Off on the side was a bar, attended during certain hours by a bartender.
Who said the elderly should not drink? One of those know-it-all food gurus on PBS, the Public Broadcasting Service? Dr. Mark Fuhrman with his GBOMBS diet – greens, berries, onions, mushrooms, beans and seeds.
Or that new character, Dr. Josh Axe, who promoted the KETO diet. Only 38, he said, “Let’s eat like the cave men did.”
Periodically, Legacy Hills would get new residents. There were two qualifications: Money and health insurance.
Ivan passed the test. At eighty-two, he was partially balding, with a smooth surface that made women want to rub it. He became quite popular.
Once, he and Bea (short for Beatrice) sat in the bar and chatted.
They both ordered white Chardonnay.
Bea had a lovely two-bedroom filled with reproductions of Vincent van Gogh, Renoir, Mary Seurat and others. She had refused the advances of Walter Straus and could certainly live out her days without sex. She wondered if she could remember how to perform.
One evening as she sat reading in her favorite chair, pink, like a bunny rabbit, she heard her door bell chime.
Putting down her book, Winesburg, Ohio, by Sherwood Anderson, she walked in her multi-colored caftan to the door. She looked out the peephole, then opened the door.
“Why, Ivan, how nice to see you!”
“Am I bothering you?” he asked.
“Of course not,” she said. “Come on in.”
Ivan made pleasantries about how beautiful she looked – he had no idea she was ninety-two – with her blonde hair and pink-painted nails.
“Can you give me a tour of your lovely home?” he asked.
Bea lived on two floors, as she thought it would benefit her health by walking up and down the stairs. If she didn’t have the strength, she would ride her Acorn Lift. It was fun and exhilarating. Her grandchildren loved it.
Once in the bedroom, Ivan threw her on the bed, and lay on top of her, unbuttoning his pants.

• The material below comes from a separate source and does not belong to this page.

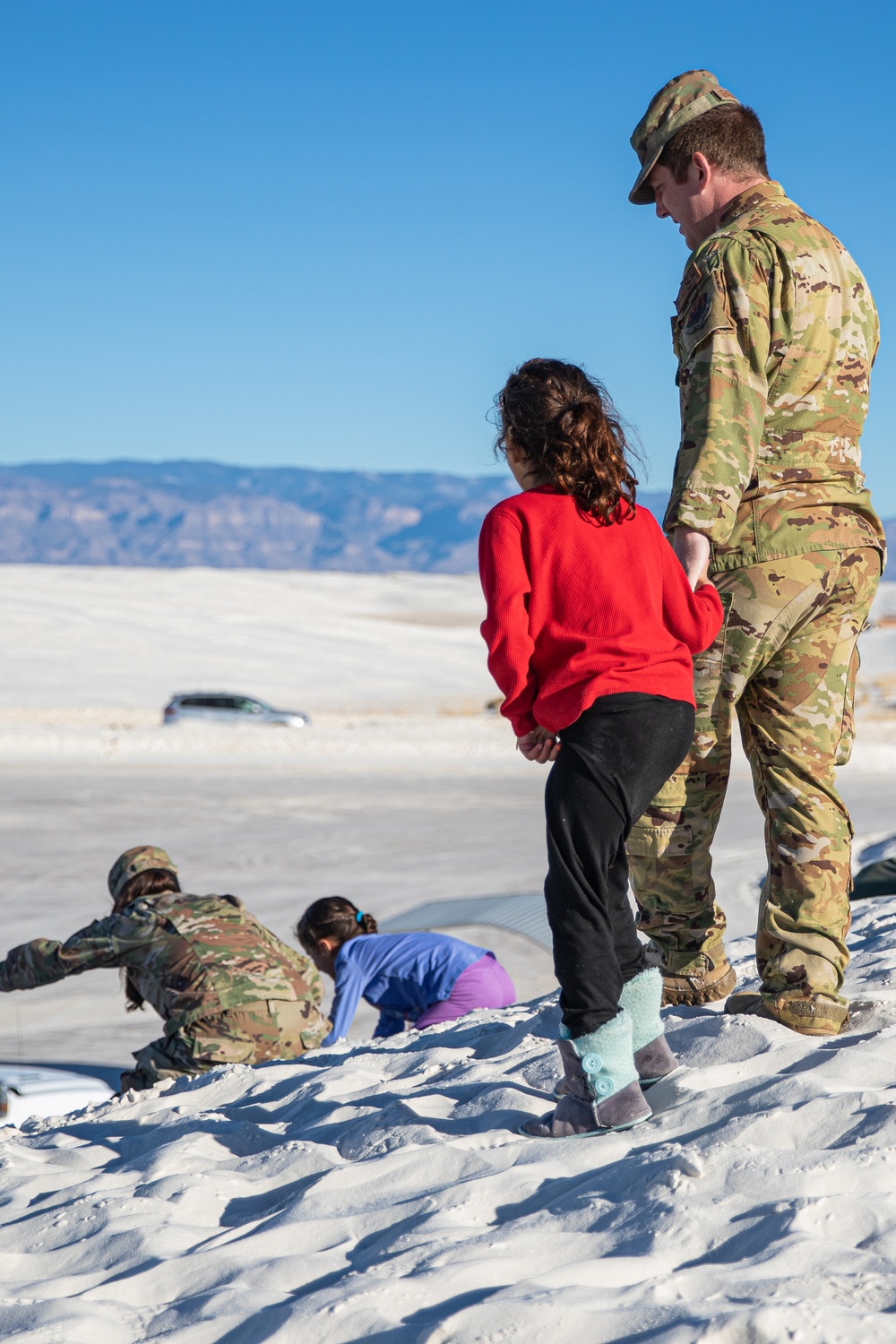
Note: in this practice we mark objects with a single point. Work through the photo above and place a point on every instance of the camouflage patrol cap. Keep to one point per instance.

Bea said not a word, but reached over onto her bedside table, fumbled in the drawer, and produced a revolver, her late husband, Peter, had left her.
She smacked him hard on the head, once, twice, three times.
He rolled off the bed, his head bloodied, and Beatrice dialed 911.
Ivan, such a nice name.
Then she remembered there was an “Ivan the Terrible” of Russia.
She walked briskly out of her room and walked to the front lobby to await the police.
Her hands shook. When the two police officers arrested Ivan, she went over to the bar and fixed herself a drink. No wine, this time. A nice Jack Daniels neat.